Non-hessian method for normal coordinates calculation

Abstract

Normal mode analysis (NMA) plays an essential role in chemistry for a very long time. It is both a key to understanding molecular motions, especially vibration motions, and to identifying characteristic peaks in infrared and Raman spectra. The traditional NMA requires the construction of a Hessian matrix and using harmonic approximation, which is almost impossible when large molecules and quantum mechanics are involved. Usually, NMA serves a complete set of normal coordinates that describes all possible motion modes of a molecule. This work presents a novel methodology to calculate normal coordinates that use only molecular geometries as input by considering a molecule as a ball-and-stick model and using the conservative expansion of angular momentum within the rigid body framework. This method is named Expanded Moment of Inertia Tensor (EMIT) after the way it was created.

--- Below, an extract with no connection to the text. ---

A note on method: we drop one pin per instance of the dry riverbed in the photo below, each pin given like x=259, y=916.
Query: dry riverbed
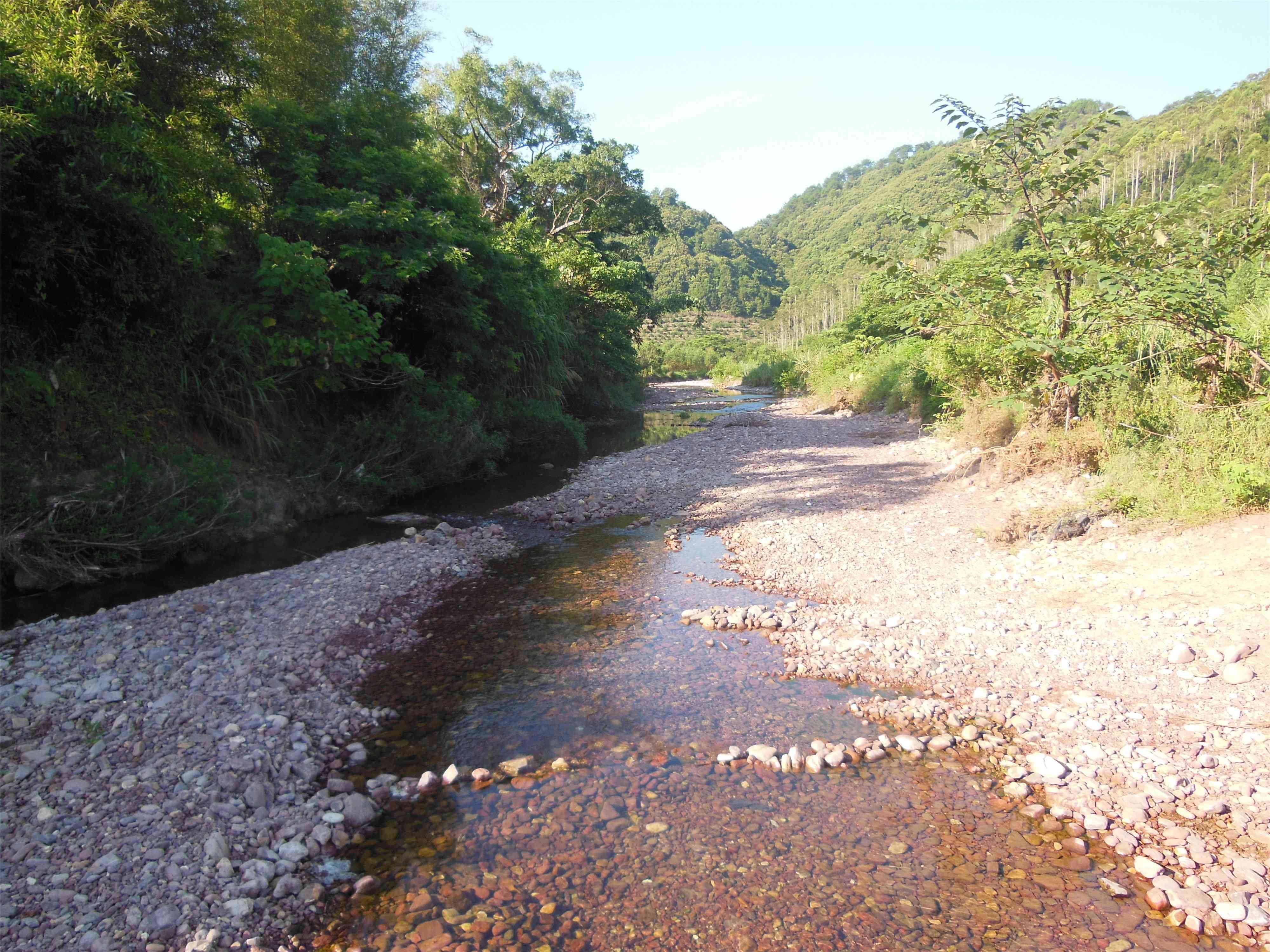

The considerable advantages of the EMIT methodology are as follows: It can extract a complete set of normal coordinates from molecular geometry at any point in potential energy surface, and it provides normal modes that resemble those obtained from the theoretical calculation. The EMIT reliability was confirmed by calculations of power spectra of NO− 2 and NO− 3 anions in aqueous solutions. This is not only proposing an alternative method to calculate normal coordinates but also showing the way to consider physical worlds differently.